— Папа, мне нужно с тобой поговорить, закажи мне пропуск…
— Машенька, мы поговорим с тобой дома, я буду в шесть часов, — ответил ей отец.
— Папа, закажи мне пропуск, — настойчиво повторила она.
Уловив в ее интонации сдерживаемые слезы, Крылов заказал ей пропуск.
Он принял ее в коридоре подле двери своего кабинета. Машенька с горечью подумала, что раньше он ее запросто принимал у себя в кабинете.
Увидев по ее лицу, что произошло что-то важное, Крылов запер дверь своего кабинета на ключ и, взяв дочь под руку, сказал:
— Пойдем к Анастасии Григорьевне, здесь нам не дадут поговорить.
Выслушав Машу, Шубина решительно сняла трубку телефона…
Каширин стоял у зеркала, тщательно завязывая галстук. Он редко носил костюм и сейчас в тугом воротничке подкрахмаленной рубашки чувствовал себя скверно.
Раздался телефонный звонок. Звонил из Управления капитан Гаев. Вместо двух суток он управился за тридцать часов и, позвонив полковнику, спрашивал:
— Товарищ полковник, я могу отправиться домой или прикажете доложить сегодня?
— Устал очень? — спросил Каширин.
— Да нет. Знаете, когда дело интересное, оно не утомляет.
— Позвони в гараж, пошли мне машину и жди, сейчас приеду, — сказал Каширин и, нажав рычаг, набрал номер телефона Никитина.

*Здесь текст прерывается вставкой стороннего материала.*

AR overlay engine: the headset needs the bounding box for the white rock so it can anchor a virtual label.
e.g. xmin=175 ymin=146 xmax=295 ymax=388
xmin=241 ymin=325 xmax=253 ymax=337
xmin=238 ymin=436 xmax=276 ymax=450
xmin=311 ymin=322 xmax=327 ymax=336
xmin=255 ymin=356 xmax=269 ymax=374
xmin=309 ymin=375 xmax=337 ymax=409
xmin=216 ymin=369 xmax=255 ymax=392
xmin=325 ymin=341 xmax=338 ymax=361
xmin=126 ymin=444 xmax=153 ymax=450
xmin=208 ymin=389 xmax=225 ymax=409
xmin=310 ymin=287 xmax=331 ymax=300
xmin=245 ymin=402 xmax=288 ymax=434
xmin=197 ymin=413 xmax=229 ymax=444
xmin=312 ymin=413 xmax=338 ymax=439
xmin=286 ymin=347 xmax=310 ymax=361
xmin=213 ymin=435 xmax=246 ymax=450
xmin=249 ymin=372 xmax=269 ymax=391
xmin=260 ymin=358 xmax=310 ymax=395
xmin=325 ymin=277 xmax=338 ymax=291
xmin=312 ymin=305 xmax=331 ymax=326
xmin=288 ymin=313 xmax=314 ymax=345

К телефону подошла Ксения и, узнав Каширина по голосу, сказала:
— Сейчас я вам дам Степана, он заправляет салат на кухне. Прошу вас, Сергей Васильевич, не опаздывайте.

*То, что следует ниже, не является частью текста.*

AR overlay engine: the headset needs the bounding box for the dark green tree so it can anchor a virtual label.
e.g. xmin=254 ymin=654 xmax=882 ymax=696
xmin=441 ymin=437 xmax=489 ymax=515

Сегодня у Никитина было семейное торжество. Десять лет тому назад, под Смоленском, их часть тогда стояла в сожженном дотла хуторе, в штабной землянке они праздновали свою свадьбу, Каширин был их посаженым отцом.
Когда Никитин взял трубку, Каширин сказал:
— У тебя нет желания, Степан, проехаться на полчаса в Управление?
— Сергей Васильевич, Ксения обидится…
— Гаев приехал, — сдерживая лукавую улыбку, сказал Каширин.
— Да ну?!
— Я бы за тобой на машине заехал, — соблазнял его Каширин.
— Заезжайте, жду! — ответил Никитин.
Каширин оделся и вышел на улицу.
За это время Гаев успел забежать в парикмахерскую и побриться. Он ждал их в приемной полковника, бодрый и благоухающий одеколоном.
Дежурный доложил, что за последний час несколько раз звонила Шубина и спрашивала полковника.
— Шубина… Шубина… — повторил Каширин, пытаясь вспомнить, кто бы это мог быть, но, так и не вспомнив, сказал Гаеву: — Пойдем, товарищ капитан, в кабинет. — И, усаживаясь в кресло, одобрительно заметил: — Быстро управился, молодец! Докладывай.
— В четыре утра я прибыл на станцию Степь Дальняя, — начал Гаев, — а в шесть часов утра на попутной машине добрался до колхоза, обратно выехал в тринадцать часов. В основном все дело происходило так, как об этом написал Эдмонсон. Председатель колхоза Горелов не ложился спать, он дожидался уполномоченного ОблЗО. Вместо уполномоченного, как снег на голову, свалился этот журналист. Горелов отвел Эдмонсона в свою хату, накормил и уложил спать, а сам, чего греха таить, растерялся — не каждый день к ним приезжают иностранные журналисты. Он позвонил в район, разбудил секретаря райкома и доложил, мол, так и так, — прибыл иностранный журналист и хочет знакомиться с нашим хозяйством. А надо сказать, колхоз «Новый труд» — так себе колхоз, скажем прямо, средний колхоз. Секретарь райкома всполошился, позвонил в область, поднял с постели первого секретаря обкома, доложил…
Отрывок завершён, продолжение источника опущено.